Gas_Sales <- window(Gas_Sales_full,end = c(1999, 12))
autoplot(Gas_Sales, main = "Gas Sales Amount", xlab = "Year", ylab = "Sales Amount")
From the time series plot, there is an obviously increasing trend, so we should choose a model that can include a trend term.
ggseasonplot(Gas_Sales, main = "Seasonal Plot of Gas Sales for 1992-1999", xlab = "Month", ylab = "Sales Amount")
From the seasonal plot, we can find that there is a seasonal pattern. For each year, there is a peak of gas sales on December, and on the February, the sales amount is usually the lowest of the whole year. We should choose a model that can include a seasonal component.
Model Fitting
We choose to use a Holt-Winters Model, which can include both the trend term and the seasonal component. We fit both an additive Holt-Winters model (AAA) (Y = L + T + S + E) and a Holt-Winters model with multiplicative seasonal factor (MAM), Y = (L + T) * S * E
# Additive Model
fit_add <- ets(Gas_Sales,model="AAA",damped=FALSE)
# Multiplicative Model
fit_mult <- ets(Gas_Sales,model="MAM",damped=FALSE)
Plot of components from each model
We can make a plot of components from each model.
plot(fit_add)
plot(fit_mult)
Compare the performance of different models
To make a 1-step ahead prediction for Jan 2000, we can use forecast() function and specify the forecast horizon h = 1. The function will give us both the point estimation and the preidciton intervals.
frc1 <- forecast(fit_add,h = 1)
frc1
## Point Forecast Lo 80 Hi 80 Lo 95 Hi 95
## Jan 2000 245049.5 239827.4 250271.5 237063.1 253035.9
If we want to make a prediction for the whole year of 2000, and compare the performance of the AAA model and MAM model.
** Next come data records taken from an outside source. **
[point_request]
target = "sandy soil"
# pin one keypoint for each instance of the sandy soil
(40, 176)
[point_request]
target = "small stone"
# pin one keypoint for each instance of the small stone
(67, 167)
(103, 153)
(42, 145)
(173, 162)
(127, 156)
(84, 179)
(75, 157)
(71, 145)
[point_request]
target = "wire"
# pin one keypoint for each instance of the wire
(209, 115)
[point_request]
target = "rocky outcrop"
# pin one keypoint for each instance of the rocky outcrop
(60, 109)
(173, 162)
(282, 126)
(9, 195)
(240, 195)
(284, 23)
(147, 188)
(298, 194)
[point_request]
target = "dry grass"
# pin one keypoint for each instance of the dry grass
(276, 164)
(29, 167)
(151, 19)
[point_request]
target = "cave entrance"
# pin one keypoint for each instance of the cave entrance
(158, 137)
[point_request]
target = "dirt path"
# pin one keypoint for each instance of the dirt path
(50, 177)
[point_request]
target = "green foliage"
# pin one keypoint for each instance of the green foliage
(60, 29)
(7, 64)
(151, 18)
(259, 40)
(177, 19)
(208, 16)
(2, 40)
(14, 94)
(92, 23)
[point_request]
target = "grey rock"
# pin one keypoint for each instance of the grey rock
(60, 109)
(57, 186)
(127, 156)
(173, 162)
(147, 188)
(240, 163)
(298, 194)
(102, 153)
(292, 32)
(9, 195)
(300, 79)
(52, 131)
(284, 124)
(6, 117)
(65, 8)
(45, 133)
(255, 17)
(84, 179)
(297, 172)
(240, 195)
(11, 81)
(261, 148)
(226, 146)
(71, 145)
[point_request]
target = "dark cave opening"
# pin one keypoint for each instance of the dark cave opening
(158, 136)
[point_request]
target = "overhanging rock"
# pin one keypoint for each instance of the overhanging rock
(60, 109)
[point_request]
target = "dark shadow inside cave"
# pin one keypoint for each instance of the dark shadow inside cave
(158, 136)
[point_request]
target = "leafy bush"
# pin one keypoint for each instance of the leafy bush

We can set h = 12, and it will give us the predictions with h = 1 all the way to h = 12.
frc_2000_add <- forecast(fit_add, h = 12)
frc_2000_add
## Point Forecast Lo 80 Hi 80 Lo 95 Hi 95
## Jan 2000 245049.5 239827.4 250271.5 237063.1 253035.9
## Feb 2000 246457.3 241093.3 251821.3 238253.8 254660.9
## Mar 2000 273532.9 267974.0 279091.9 265031.2 282034.6
## Apr 2000 274647.9 268836.9 280458.8 265760.8 283535.0
## May 2000 286878.9 280757.1 293000.7 277516.4 296241.4
## Jun 2000 285772.8 279281.2 292264.3 275844.8 295700.7
## Jul 2000 285385.6 278467.1 292304.1 274804.7 295966.5
## Aug 2000 291207.6 283807.4 298607.8 279890.0 302525.2
## Sep 2000 282373.6 274440.2 290307.1 270240.5 294506.8
## Oct 2000 291450.7 282935.6 299965.8 278428.0 304473.4
## Nov 2000 294011.2 284869.4 303152.9 280030.1 307992.2
## Dec 2000 335479.9 325669.6 345290.3 320476.3 350483.6
frc_2000_mult <- forecast(fit_mult, h = 12)
frc_2000_mult
## Point Forecast Lo 80 Hi 80 Lo 95 Hi 95
## Jan 2000 229782.8 224755.3 234810.3 222093.9 237471.7
## Feb 2000 228925.7 223915.1 233936.4 221262.6 236588.9
## Mar 2000 259484.8 253803.1 265166.4 250795.4 268174.1
## Apr 2000 260252.0 254551.4 265952.7 251533.6 268970.4
## May 2000 272442.1 266472.1 278412.0 263311.8 281572.3
## Jun 2000 269538.6 263630.1 275447.2 260502.3 278575.0
## Jul 2000 267970.7 262094.3 273847.1 258983.5 276957.9
## Aug 2000 273462.0 267462.9 279461.1 264287.2 282636.9
## Sep 2000 260097.6 254389.6 265805.7 251367.9 268827.4
## Oct 2000 269303.0 263390.7 275215.3 260260.9 278345.1
## Nov 2000 271579.2 265614.6 277543.7 262457.2 280701.2
## Dec 2000 323193.3 316092.5 330294.1 312333.6 334053.0
We can comparing the performance based on out-of-sample RMSE.
gas_sales_2000 <- window(Gas_Sales_full, start = c(2000, 1), end = c(2000, 12))
## Calculate the prediction errors
Prediction_Error_add <- gas_sales_2000 - frc_2000_add$mean
Prediction_Error_mult <- gas_sales_2000 - frc_2000_mult$mean
## Calculate the MSE
MSE_add <- mean(Prediction_Error_add^2 )
MSE_mult <- mean(Prediction_Error_mult^2 )
RMSE_add <- sqrt(MSE_add)
RMSE_mult <- sqrt(MSE_mult)
c(RMSE_add, RMSE_mult)
## [1] 11766.45 10862.81
The multiplicative model has a lower out-of-sample RMSE, so the multiplicative Holt-Winters Model is better.